Scala was officially formed with the acquisition of Brazilian firm UOLDiveo’s collocation assets by Digital Colony last year for 2.3bn reais (US$429mn).
With the acquisition, Scala took over two datacenters: SP1, with approximately 25MW of total capacity, and SP2, with capacity of 7MW, both located in the São Paulo metropolitan region.
Scala is now expanding its footprint by building five datacenters in the region: one in Mexico, one in Colombia, one in Chile and another two in Brazil. Construction works on all of them are set to begin this year.
In Brazil, SP3 is forecast to go live in June, which should bring the total production capacity in Brazil to 50MW this year.
SP3 is a hyperscale and single-tenant datacenter – that is, for a single customer. Peigo did not reveal the name of the client, but it is likely to be either AWS or Oracle.
According to Peigo, it will be the first datacenter in Brazil with Tier III certification issued by TIA 942, which, unlike Tier III certifications by Uptime, observes not only electrical aspects, but also mechanical ones, including telecommunications and physical security
Peigo also says that 100% of the energy used in all Scala’s facilities is renewable and certified by the International REC Standard.
In addition to SP3, another project to be launched in Brazil this year is SP4.

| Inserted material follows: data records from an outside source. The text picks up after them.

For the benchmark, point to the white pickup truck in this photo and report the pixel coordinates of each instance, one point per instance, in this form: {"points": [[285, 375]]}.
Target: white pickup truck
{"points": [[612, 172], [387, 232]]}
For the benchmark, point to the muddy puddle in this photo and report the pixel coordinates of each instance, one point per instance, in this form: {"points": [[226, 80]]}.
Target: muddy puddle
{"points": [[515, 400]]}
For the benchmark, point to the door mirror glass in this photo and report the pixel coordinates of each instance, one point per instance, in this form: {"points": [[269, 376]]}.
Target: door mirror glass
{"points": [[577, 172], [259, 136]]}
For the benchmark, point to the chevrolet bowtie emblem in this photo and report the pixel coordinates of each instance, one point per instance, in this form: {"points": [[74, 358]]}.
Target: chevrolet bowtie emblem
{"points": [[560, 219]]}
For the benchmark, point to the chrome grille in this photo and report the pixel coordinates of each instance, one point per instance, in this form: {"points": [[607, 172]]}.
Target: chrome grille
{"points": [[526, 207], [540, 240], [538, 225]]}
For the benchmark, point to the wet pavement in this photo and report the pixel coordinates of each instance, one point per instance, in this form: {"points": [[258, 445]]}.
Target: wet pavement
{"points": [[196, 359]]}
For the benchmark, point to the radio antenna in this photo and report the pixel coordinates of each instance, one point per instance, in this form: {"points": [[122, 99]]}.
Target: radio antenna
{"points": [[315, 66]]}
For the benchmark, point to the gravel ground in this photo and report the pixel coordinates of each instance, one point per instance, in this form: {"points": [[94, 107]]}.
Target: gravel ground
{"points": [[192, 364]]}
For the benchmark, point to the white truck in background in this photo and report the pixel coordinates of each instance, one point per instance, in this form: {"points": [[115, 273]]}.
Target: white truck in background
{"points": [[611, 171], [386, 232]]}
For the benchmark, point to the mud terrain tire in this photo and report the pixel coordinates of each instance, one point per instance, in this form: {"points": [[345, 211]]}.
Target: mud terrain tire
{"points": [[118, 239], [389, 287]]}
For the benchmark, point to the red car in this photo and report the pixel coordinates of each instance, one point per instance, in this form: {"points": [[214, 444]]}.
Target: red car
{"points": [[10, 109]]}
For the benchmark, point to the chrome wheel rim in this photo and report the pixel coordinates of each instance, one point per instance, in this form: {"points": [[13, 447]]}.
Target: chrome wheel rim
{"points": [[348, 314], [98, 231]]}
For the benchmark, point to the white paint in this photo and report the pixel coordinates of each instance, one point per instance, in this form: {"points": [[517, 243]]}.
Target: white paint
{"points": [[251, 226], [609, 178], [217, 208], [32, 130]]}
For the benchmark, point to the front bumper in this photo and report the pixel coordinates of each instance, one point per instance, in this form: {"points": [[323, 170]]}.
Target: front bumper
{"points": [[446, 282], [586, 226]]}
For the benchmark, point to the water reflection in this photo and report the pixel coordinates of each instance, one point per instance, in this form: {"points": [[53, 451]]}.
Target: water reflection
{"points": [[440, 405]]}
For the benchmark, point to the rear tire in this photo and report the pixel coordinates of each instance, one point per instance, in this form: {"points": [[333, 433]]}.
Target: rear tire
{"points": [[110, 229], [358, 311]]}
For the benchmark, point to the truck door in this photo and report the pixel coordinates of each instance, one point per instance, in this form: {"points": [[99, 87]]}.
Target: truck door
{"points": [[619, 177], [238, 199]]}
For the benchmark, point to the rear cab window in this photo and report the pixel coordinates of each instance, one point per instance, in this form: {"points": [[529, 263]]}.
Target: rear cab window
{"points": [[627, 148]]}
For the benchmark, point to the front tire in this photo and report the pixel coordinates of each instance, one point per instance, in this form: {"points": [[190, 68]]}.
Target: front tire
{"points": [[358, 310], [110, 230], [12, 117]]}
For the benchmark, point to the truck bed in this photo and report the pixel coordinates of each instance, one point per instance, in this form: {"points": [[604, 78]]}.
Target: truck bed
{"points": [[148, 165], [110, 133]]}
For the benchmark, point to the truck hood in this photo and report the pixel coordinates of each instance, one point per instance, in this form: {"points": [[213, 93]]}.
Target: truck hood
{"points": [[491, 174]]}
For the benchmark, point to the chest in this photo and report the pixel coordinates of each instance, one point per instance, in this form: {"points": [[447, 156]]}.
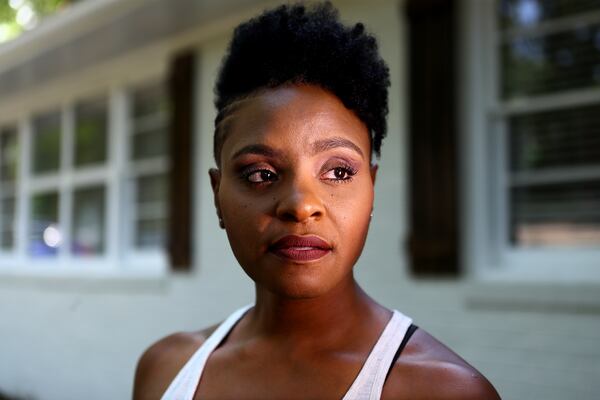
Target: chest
{"points": [[277, 376]]}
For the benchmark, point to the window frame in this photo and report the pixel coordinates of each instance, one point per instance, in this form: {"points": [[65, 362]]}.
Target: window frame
{"points": [[117, 259], [485, 207]]}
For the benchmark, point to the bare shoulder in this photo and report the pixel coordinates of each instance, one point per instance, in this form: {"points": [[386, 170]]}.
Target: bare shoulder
{"points": [[160, 363], [427, 369]]}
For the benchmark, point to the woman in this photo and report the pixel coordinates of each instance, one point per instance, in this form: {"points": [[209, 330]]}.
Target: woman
{"points": [[302, 102]]}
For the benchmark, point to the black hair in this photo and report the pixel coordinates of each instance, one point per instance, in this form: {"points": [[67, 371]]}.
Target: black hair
{"points": [[299, 44]]}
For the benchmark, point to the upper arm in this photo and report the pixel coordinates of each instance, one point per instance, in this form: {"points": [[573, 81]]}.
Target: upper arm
{"points": [[160, 363], [427, 369]]}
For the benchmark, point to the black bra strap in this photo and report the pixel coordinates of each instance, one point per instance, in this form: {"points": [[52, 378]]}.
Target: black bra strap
{"points": [[411, 329]]}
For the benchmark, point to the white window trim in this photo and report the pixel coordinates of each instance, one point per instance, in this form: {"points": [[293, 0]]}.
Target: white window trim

Unlike SP3, it will be a multi-tenant site and is slated to go live in December. SP4 will have 25MW of capacity and focus on the large enterprise ecosystem.
Five of the building’s 10 datarooms are already pre-leased to current Scala customers, who will expand their capabilities.

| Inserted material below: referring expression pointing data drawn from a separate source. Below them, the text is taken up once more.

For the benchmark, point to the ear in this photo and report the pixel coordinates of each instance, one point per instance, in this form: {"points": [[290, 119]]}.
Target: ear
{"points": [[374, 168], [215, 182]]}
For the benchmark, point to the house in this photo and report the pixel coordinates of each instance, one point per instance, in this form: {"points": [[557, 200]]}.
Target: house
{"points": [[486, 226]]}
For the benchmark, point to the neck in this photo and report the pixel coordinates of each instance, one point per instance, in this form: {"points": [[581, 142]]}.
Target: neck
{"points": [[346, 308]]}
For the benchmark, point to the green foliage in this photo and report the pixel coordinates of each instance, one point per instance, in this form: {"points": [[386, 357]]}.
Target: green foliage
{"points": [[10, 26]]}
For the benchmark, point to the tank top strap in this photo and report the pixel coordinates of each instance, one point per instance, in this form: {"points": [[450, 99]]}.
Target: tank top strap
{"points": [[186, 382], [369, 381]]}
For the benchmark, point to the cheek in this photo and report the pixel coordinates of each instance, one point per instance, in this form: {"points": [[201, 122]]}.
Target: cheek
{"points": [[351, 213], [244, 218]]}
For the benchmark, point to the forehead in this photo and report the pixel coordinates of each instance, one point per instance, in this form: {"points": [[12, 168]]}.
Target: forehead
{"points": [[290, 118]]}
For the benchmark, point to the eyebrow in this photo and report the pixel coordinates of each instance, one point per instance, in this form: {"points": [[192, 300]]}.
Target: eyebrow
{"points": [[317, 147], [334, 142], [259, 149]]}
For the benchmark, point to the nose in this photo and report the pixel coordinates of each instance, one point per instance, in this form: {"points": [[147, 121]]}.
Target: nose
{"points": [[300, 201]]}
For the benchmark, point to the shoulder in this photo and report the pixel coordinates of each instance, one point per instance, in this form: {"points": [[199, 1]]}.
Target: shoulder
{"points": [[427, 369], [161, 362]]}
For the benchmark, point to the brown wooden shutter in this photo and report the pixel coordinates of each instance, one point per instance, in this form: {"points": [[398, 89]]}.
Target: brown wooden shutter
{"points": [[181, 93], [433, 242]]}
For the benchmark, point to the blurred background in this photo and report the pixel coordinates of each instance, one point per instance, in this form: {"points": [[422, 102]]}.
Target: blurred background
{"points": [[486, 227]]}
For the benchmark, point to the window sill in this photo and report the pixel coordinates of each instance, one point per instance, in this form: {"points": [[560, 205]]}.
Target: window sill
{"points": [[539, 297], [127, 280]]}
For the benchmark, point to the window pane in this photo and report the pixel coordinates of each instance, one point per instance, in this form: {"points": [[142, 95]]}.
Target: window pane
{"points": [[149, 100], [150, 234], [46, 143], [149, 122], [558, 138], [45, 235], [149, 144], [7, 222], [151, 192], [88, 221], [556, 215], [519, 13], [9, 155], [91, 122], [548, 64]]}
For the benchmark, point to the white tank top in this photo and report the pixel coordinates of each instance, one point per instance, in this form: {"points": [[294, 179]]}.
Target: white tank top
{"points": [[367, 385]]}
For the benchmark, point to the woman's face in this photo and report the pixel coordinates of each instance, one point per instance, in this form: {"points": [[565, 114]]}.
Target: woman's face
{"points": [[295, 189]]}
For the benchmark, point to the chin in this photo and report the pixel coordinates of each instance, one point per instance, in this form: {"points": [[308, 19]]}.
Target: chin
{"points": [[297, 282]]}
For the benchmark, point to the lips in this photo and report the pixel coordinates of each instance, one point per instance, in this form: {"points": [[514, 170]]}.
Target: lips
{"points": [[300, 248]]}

The other five rooms are under negotiation. Talks are underway with large companies such as operators that no longer want to have their own datacenters due to cost issues, as well as with IT outsourcing companies looking to consolidate their datacenters in a kind of hosting collocation. “These are companies that provide datacenter services to other companies, but which have their assets spread out,” the executive said.

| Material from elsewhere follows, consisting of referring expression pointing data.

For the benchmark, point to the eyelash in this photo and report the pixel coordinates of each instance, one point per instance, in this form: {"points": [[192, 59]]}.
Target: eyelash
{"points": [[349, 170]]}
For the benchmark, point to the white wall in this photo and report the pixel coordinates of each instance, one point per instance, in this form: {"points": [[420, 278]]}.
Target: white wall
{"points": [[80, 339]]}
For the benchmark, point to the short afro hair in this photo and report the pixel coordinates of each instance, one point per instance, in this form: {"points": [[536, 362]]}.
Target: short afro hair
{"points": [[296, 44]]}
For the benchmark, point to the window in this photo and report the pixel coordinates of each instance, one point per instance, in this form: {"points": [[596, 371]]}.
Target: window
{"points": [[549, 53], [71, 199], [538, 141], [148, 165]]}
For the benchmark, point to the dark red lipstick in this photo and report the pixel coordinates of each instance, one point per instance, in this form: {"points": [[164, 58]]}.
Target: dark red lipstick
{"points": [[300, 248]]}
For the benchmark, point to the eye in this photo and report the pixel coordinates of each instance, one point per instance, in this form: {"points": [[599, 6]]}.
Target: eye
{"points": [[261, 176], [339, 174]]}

In addition to SP3 and SP4, Peigo confirms that construction is set to begin next year on the SP5 and SP6 projects in the same area.
SP5 will be a 40MW building, reportedly the biggest capacity center in Latin America, and it will have a hyperscale profile like SP3.
SP6, in turn, will be a follow-up to SP4 with the same multi-enterprise profile. It will have up to 12MW of capacity.
In addition to these SP datacenters, Scala intends to develop two other availability zones in São Paulo state, with at least one more greenfield datacenter each, to be inaugurated in 3Q22.
In total, the company estimates that it will reach 200MW in total capacity in Brazil just 2.5 years after its creation, with sufficient land and substations to allow it to reach 400MW, according to the executive.
But, in addition to the projects in Brazil, Scala has also confirmed projects for six other Latin American datacenters, according to Peigo.
Two of them will be set up in the Santiago region of Chile.
One of these sites is in more advanced stage of development. It will be a singletenant and hyperscale center. The company is already in negotiations with a major client.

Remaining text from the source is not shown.